Por La Época-.
En la victoria, aunque pírrica, juntos; en la derrota, sálvese quien pueda. Quizá esta es la representación gráfica de lo que sucede en Bolivia tras la aprehensión del exministro de Gobierno, Arturo Murillo, y de otras tres personas en Estados Unidos, acusados de soborno y lavado de dinero. Desde la expresidenta de facto, Jeanine Áñez, hasta sus exaliados en el golpe de Estado, como Jorge Tuto Quiroga, Carlos Mesa y Luis Fernando Camacho –quien en realidad lideró la ruptura del orden democrático con apoyo de la Organización de Estados Americanos (OEA) y la Casa Blanca en 2019–, y varios medios de comunicación hegemónicos, tratan de alejarse del efecto dominó que inevitablemente producirá la acción policial del FBI. Hay un olor putrefacto que se desprende de todos ellos.
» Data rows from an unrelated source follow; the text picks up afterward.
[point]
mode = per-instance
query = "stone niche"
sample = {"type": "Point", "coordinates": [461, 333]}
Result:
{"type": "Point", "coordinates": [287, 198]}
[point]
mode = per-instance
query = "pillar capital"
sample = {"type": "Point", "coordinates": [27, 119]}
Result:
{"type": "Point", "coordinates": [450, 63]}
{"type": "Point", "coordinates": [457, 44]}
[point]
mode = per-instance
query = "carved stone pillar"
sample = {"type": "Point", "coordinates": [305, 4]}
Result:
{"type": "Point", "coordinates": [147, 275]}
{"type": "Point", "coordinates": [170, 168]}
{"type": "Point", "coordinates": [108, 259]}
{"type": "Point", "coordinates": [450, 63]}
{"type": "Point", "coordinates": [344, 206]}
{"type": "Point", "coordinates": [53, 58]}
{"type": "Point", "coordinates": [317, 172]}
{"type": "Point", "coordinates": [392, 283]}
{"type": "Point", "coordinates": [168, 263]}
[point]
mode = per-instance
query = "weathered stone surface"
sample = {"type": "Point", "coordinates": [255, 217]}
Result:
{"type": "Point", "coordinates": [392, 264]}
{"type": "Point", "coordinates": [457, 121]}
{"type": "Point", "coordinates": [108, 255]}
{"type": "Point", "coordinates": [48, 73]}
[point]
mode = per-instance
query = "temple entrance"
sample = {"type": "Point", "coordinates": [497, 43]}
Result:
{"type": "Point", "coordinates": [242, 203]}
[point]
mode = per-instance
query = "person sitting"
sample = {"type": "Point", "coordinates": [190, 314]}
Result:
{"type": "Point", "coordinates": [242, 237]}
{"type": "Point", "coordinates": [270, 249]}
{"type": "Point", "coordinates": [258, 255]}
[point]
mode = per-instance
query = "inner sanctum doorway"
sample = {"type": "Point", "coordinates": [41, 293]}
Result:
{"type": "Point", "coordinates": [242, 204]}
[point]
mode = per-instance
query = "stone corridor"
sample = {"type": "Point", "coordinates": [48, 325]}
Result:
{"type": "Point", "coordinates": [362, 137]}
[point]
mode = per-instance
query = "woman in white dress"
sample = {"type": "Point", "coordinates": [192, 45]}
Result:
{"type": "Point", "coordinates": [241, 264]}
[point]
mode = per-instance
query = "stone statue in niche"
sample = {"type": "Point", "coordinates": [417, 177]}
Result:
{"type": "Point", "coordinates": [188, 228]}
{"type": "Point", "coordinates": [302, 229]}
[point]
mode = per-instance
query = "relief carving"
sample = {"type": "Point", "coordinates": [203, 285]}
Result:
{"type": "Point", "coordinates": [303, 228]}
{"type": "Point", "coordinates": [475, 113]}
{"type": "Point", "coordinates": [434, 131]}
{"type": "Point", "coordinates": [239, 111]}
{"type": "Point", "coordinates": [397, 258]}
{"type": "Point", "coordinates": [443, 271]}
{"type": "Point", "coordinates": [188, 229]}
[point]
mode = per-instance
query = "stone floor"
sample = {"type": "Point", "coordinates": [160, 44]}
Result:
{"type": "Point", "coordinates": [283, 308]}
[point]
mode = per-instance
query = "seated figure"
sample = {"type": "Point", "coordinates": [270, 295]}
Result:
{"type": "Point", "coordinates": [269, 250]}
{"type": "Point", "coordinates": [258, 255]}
El 7 de junio se sabrá si Murillo enfrenta el proceso penal con detención preventiva o si logra, previa negociación, defenderse en libertad. Dada la gravedad de los dos delitos por los que fue detenido, no debería haber lugar para su libertad; además, es de suponer que el FBI no haya tomado esa medida para perderla en los estrados judiciales. Pero todo puede pasar.
En el campo jurídico, lo que corresponde hacer en Bolivia no solo es ampliar las investigaciones para develar el grado de corrupción de Áñez, Murillo y López en este caso concreto, sino tomar iniciativas legales y diplomáticas para que el exministro “cazador” sea extraditado lo más pronto posible y responda por sus delitos. Lo mismo con Fernando López, el militar frustrado, que debe ser entregado por Brasil. Este escándalo internacional debe servir para que el Ministerio Público tome la punta del ovillo e identifique otros procesos de corrupción cometidos por el Gobierno de facto y procese a sus autores.
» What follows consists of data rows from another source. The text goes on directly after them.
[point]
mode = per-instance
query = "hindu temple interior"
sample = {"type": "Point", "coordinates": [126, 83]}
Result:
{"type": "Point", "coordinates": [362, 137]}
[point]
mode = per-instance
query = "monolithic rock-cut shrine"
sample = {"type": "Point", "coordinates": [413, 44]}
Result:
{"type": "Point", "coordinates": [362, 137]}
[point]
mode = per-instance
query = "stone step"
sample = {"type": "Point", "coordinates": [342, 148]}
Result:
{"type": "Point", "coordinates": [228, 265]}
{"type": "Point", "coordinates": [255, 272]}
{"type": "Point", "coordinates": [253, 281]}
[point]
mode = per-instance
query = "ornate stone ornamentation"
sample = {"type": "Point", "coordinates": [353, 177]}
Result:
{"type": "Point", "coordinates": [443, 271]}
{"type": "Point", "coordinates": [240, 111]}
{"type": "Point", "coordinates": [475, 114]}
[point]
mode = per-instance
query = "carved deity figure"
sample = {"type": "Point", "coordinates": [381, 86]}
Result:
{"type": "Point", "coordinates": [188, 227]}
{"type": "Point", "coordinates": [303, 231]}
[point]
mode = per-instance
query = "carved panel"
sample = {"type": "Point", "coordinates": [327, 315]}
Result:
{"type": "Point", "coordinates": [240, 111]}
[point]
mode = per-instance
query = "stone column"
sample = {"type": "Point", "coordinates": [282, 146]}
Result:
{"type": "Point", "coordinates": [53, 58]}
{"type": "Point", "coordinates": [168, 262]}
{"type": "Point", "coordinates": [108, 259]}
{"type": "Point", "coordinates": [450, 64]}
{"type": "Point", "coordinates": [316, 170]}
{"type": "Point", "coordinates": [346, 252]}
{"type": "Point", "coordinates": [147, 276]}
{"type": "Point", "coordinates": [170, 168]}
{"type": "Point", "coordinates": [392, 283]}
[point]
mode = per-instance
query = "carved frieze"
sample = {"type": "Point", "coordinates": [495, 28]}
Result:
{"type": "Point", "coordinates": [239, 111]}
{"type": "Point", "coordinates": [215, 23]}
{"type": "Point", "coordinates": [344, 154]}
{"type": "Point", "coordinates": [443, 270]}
Conocida es la información de que el régimen perpetró malos manejos en Entel, la empresa del litio, YPFB y otras unidades productivas públicas, pero todavía no se ha llegado al fondo en cada una de esas denuncias. Esta es la oportunidad para demostrar que se tomaron decisiones en aras de provocar deliberadamente la quiebra de las entidades estatales y justificar su privatización.
En el campo político, es una labor de todos y todas impedir que la derecha política y mediática construya una cortina de humo. Los responsables del golpe de Estado deben responder ante la población acerca de las razones por las que delegaron a Áñez y sus cómplices la administración del Estado, a pesar del perfil de cada uno de ellos y, sobre todo, de su nula representatividad. Lo que sucedió en Estados Unidos, que todavía debe ser analizado en profundidad para identificar las motivaciones e intencionalidades verdaderas, sirve, sin embargo, para confirmar, una vez más, que las clases dominantes y sus aparatos ideológicos –Iglesia católica, medios de comunicación hegemónicos, partidos, comités cívicos y otros– prefieren conceder la conducción del país a sus fracciones más atrasadas, incluso delincuenciales, antes que permitir que la titularidad de este quede en manos de las clases subalternas.
Los autores directos e indirectos del golpismo no pueden lavarse las manos. Aquí hay responsables que deben responder ante la Justicia por los delitos cometidos intuitu personae. Es evidente que Áñez sabía lo que hacían sus ministros estrellas. Y los que no hayan cometido delitos, pero hayan formado parte del golpe de Estado, deben igualmente enfrentar la sanción de la sociedad.